Los medios en España no nadan en la abundancia. Para muchos la publicidad institucional es un ingreso irrenunciable para mantener su estructura, para otros su existencia misma depende de ella
En su momento ya se dijo que si lo que la prensa decía de su mujer era falso lo tenía fácil, la legislación está de su lado. Si un periódico había injuriado o calumniado a su esposa no tenía más que denunciarlo. Pero no ha habido denuncia alguna, lo que vendría a demostrar que no hay desinformación, sino hechos bien documentados. Frente a eso, el poder poco puede hacer salvo intimidar. Para eso, el Gobierno dispone de poderosas herramientas en tanto que desde la administración se financia indirectamente vía publicidad institucional buena parte del entramado mediático. Los medios en España no nadan en la abundancia. Para muchos la publicidad institucional es un ingreso irrenunciable para mantener su estructura, para otros su existencia misma depende de ella.

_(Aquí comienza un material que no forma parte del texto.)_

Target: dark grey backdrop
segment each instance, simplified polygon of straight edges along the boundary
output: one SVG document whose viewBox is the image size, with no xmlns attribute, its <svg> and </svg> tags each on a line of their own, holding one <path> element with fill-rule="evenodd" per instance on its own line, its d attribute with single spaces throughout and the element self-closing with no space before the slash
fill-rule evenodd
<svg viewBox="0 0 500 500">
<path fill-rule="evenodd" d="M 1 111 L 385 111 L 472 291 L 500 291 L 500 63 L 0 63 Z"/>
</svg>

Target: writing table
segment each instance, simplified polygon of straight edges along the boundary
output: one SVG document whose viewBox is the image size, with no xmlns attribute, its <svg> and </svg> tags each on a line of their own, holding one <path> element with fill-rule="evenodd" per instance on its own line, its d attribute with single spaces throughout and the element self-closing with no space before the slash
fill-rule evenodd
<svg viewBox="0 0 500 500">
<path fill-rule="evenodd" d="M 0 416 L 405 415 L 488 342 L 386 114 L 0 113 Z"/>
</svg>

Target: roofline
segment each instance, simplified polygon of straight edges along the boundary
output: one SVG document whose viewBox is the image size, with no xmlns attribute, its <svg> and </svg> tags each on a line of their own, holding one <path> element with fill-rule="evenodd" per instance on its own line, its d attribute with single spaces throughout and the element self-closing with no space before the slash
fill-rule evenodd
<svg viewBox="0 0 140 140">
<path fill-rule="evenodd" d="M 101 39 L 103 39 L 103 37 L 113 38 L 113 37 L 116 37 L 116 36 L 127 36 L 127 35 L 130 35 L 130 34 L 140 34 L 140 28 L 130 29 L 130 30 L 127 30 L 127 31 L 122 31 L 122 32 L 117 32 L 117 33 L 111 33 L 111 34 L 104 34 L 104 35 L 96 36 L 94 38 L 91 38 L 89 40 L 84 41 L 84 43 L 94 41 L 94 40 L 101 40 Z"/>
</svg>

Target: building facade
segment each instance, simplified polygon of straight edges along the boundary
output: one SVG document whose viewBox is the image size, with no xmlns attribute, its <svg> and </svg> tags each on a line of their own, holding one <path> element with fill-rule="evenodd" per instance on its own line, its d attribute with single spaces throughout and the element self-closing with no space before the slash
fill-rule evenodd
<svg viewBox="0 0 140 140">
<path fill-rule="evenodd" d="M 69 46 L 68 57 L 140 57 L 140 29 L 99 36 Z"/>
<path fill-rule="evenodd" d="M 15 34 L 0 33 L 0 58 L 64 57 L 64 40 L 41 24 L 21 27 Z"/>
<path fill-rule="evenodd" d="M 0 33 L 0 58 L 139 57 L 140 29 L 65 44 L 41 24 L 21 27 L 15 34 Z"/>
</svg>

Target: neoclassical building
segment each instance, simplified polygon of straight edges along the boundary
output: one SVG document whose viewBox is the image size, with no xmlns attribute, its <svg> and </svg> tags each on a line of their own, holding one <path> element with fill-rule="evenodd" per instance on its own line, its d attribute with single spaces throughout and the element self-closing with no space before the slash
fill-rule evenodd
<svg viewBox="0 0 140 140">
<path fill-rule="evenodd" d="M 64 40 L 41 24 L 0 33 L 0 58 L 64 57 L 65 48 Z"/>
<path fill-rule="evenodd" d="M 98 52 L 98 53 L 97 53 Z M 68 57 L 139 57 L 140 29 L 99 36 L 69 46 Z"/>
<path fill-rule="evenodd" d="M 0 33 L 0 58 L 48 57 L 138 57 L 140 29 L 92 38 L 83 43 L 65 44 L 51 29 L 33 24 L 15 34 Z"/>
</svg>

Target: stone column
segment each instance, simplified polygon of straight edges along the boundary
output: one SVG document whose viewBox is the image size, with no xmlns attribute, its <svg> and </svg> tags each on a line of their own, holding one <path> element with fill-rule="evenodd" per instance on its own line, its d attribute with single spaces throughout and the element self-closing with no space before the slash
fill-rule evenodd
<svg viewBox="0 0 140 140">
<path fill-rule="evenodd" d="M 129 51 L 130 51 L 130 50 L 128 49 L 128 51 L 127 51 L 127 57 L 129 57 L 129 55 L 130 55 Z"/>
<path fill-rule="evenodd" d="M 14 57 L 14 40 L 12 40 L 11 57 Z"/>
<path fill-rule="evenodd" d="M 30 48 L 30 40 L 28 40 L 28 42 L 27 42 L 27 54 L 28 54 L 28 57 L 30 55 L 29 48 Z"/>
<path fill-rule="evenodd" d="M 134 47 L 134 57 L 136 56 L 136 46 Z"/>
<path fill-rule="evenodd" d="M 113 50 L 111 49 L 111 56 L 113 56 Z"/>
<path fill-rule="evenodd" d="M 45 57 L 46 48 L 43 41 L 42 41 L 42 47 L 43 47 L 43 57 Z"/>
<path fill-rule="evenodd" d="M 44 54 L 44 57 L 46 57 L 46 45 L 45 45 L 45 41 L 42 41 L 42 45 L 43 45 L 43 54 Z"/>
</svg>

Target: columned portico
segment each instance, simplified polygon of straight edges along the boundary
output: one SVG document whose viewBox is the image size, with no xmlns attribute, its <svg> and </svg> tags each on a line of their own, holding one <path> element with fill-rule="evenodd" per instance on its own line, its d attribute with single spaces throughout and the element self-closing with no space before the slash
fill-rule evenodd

Es ahí donde Sánchez quiere concentrarse creando incertidumbre. Ha prometido limitar esa publicidad, pero sólo puede hacerlo con la de la administración central. Las autonomías y los ayuntamientos tienen sus propios presupuestos que distribuyen a discreción, generalmente entre medios afines. Ahí nada puede hacer por más que se empeñe en lo contrario. A lo sumo obligar a los medios a detallar qué parte de su facturación proviene de publicidad institucional. Eso, claro está, afectará a los periódicos que le critican, pero también a los que le alaban las 24 horas del día.
Respecto a la propuesta de que los medios publiquen quien compone su accionariado se trata de simple humo para confundir creando la impresión de que la prensa en España esta controlada por actores que permanecen ocultos. Pero no es así. En nuestro país toda empresa debe comunicar al registro mercantil quiénes son sus accionistas. Esa información es de consulta libre para cualquier ciudadano. Como en tantas otras presuntas reformas de este Gobierno, una idea que venden como revolucionaria ya se aplica desde siempre.
Pero lo más chocante del plan sanchista para intimidar a los medios no son sus medidas, una salmodia de lugares comunes tomados del reglamento europeo, sino el hecho de que el Gobierno que probablemente con más dedicación haya mentido de toda la historia de España se preocupe tanto de la desinformación y los bulos. Pedro Sánchez miente por sistema, a todas horas y con total desparpajo. Dice una cosa y la contraria sin arrugarse, injuria por sistema a todos los que no están de acuerdo con él y señala con el dedo a empresarios y periodistas cada vez que lo cree necesario. No parece un candidato idóneo para poner orden en la prensa española que, por lo demás, es libre, plural y, aunque algo escasa de recursos, mantiene a la ciudadanía informada.